Sugar 'N Spice: 'Close The Discussion On Open Scoring -Please!'
10.20.04 - By Bert Randolph Sugar, Sr. Boxing Analyst at-large for CMXsports - Every time there's a "bad" decision in which the judges suffer from a decided lack of mathematical skills and their scorecards contradict what was as readily apparent as the egg on the chin of a hungry boarding-house roomer, calls for the reform of scoring, like Mary's little lamb, are sure to follow.
Article posted on 20.10.2004
The plan most often proffered by those crying with green-apple colic about "bad" decisions is something called "open scoring," in which the judges' scorecards are announced at the end of each and every round. But such a call for open scoring is a train of thought which never quite reaches its destination and cannot stand up to the vaguest of examinations.
It would take a forest of felled trees to recount its shortcomings, but let's strip it of its fig leaf and offer a few.
Open scoring was tried back in 1977 when Muhammad Ali fought Earnie Shavers in Madison Square Garden. Back then, the scores were not announced to those in the Garden, but instead only to those watching the fight on television. Still, Angelo Dundee, in Ali's corner that night, added mental footwork to his fighter's physical prowess. Dundee was smart enough to station one of Ali's entourage back in the dressing room to watch TV, monitor the round-by-round scoring as it was posted and then, score sheet in hand, hike himself down to ringside to tell Angelo how Ali was doing according to the judges' scorecards. And how was Ali doing? Just fine, thank you, up by five points with but four rounds to go. So guess what Ali did? He began practicing pacifism, going into a defensive mode and taking on the appearance of a man who needed pins stuck into him to test his reactions, the decision already in hand and glove.
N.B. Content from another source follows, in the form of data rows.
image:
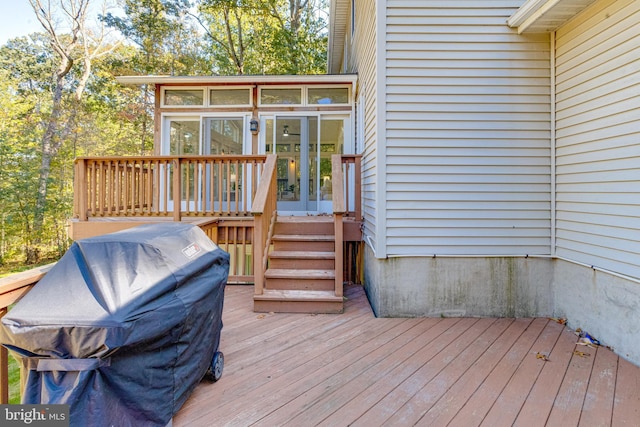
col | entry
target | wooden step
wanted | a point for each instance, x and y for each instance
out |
(303, 242)
(293, 301)
(304, 225)
(304, 260)
(304, 280)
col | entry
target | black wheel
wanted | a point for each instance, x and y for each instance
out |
(217, 365)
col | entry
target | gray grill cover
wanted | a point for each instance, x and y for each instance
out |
(124, 326)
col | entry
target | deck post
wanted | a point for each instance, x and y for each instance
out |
(4, 370)
(81, 189)
(339, 244)
(339, 210)
(177, 173)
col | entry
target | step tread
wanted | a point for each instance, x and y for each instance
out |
(297, 295)
(301, 274)
(304, 237)
(302, 254)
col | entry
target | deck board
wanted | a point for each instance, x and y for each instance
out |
(355, 369)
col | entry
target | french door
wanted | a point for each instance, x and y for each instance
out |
(304, 145)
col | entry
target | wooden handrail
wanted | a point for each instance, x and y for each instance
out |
(12, 288)
(165, 186)
(264, 213)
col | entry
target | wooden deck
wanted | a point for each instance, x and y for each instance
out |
(354, 369)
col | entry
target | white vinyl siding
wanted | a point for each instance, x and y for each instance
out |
(598, 137)
(363, 60)
(468, 160)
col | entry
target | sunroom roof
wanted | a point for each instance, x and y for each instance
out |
(248, 80)
(541, 16)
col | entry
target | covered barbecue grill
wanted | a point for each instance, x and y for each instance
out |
(124, 326)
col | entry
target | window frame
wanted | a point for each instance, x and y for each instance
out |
(163, 96)
(249, 89)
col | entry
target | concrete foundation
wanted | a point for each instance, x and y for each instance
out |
(605, 305)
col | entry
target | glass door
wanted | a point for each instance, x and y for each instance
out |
(292, 147)
(304, 146)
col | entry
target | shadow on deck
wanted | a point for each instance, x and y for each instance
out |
(355, 369)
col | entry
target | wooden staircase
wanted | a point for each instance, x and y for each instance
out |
(301, 272)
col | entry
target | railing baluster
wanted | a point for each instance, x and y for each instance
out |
(141, 186)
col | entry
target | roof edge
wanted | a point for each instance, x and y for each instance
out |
(206, 80)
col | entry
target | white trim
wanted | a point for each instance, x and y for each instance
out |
(552, 61)
(249, 80)
(527, 10)
(542, 13)
(381, 135)
(249, 89)
(205, 96)
(283, 87)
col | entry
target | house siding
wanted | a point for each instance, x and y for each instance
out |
(362, 59)
(467, 131)
(598, 134)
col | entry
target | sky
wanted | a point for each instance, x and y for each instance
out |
(16, 19)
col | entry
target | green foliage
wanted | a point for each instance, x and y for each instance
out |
(265, 37)
(104, 118)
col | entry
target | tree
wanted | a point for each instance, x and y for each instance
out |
(265, 37)
(78, 45)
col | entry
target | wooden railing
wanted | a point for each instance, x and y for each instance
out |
(169, 186)
(264, 215)
(12, 288)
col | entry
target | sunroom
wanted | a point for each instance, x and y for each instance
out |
(218, 144)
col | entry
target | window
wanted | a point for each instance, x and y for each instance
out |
(223, 135)
(326, 96)
(230, 97)
(184, 136)
(281, 96)
(184, 97)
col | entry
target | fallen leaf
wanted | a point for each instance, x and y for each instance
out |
(542, 356)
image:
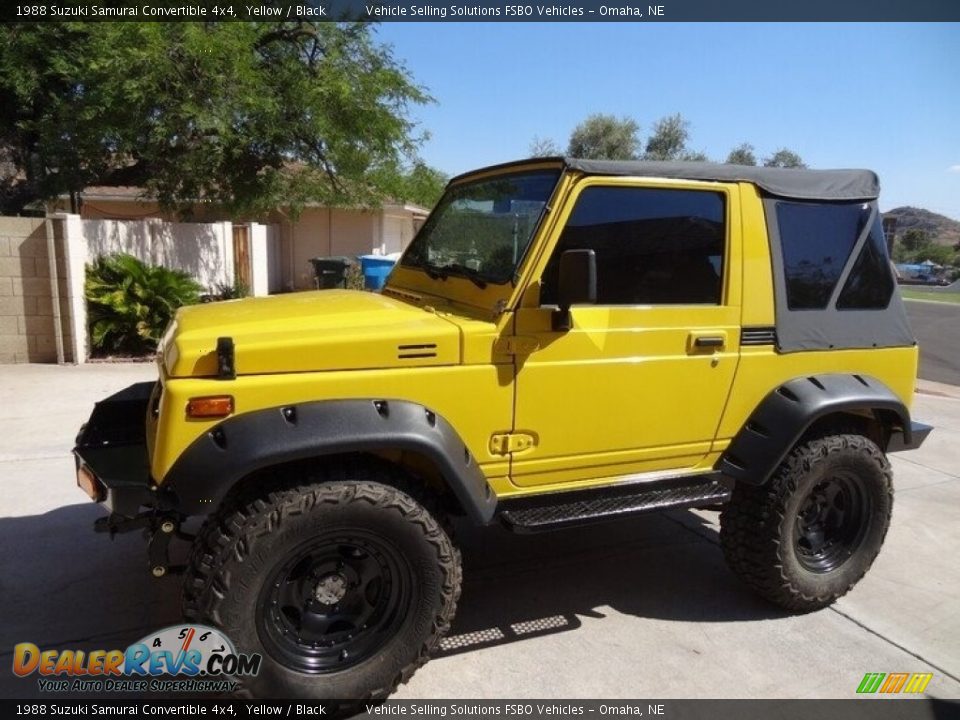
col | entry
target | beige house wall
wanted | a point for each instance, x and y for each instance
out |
(27, 324)
(321, 232)
(317, 232)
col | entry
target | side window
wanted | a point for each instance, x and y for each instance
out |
(653, 246)
(817, 239)
(870, 283)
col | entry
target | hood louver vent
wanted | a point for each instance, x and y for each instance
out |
(411, 352)
(758, 336)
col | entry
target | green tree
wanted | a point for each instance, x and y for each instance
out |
(914, 239)
(784, 158)
(604, 137)
(669, 139)
(130, 303)
(543, 147)
(252, 115)
(742, 155)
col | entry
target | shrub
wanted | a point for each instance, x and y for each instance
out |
(130, 303)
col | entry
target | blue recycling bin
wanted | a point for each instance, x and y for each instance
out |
(376, 269)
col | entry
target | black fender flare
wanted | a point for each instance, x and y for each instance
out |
(782, 417)
(206, 471)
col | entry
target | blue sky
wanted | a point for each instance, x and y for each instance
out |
(881, 96)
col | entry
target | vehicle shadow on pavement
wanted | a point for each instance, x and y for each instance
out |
(661, 567)
(64, 586)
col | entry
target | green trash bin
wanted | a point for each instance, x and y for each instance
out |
(331, 271)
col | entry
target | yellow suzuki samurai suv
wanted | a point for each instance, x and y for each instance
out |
(563, 342)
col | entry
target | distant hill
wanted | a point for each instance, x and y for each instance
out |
(941, 229)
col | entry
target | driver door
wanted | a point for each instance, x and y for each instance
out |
(636, 388)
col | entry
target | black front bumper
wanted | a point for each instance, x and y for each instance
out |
(112, 448)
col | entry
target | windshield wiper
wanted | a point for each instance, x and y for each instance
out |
(433, 272)
(468, 272)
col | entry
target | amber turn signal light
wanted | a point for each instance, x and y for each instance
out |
(88, 483)
(210, 407)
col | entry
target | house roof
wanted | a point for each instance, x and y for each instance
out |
(133, 193)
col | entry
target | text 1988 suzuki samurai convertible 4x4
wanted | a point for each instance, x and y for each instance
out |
(563, 342)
Another time, in Washington, D. C. open scoring was used in the Shamba Mitchell-Reggie Green title fight. Mitchell, too, knew he was far ahead, the results of the round-by-round scoring announced to the crowd at the MCI Center. And Mitchell, like Ali, adopted an aw-hell-let's-go-fishing attitude in the closing rounds--as did Mark Johnson on the undercard, also aware he was far enough ahead to merely coast home instead of standing and delivering. For those ahead it was like getting money from home without writing.
Now let's look at the results of open scoring and what effect it has on the most important part of boxing's equation: the fans. Aren't they being cheated watching a fighter give less than his best when he's so far ahead he knows that all he has to do to close the show and survive to win? And doesn't it take away from the most dramatic moment in sports when the announcer pulls down the microphone to announce who--at least in the eyes of the judges--the winner is? And, finally, what about those fans, already knowing the winner, leaving the building before the final verdict--as they did in the Mitchell-Green fight?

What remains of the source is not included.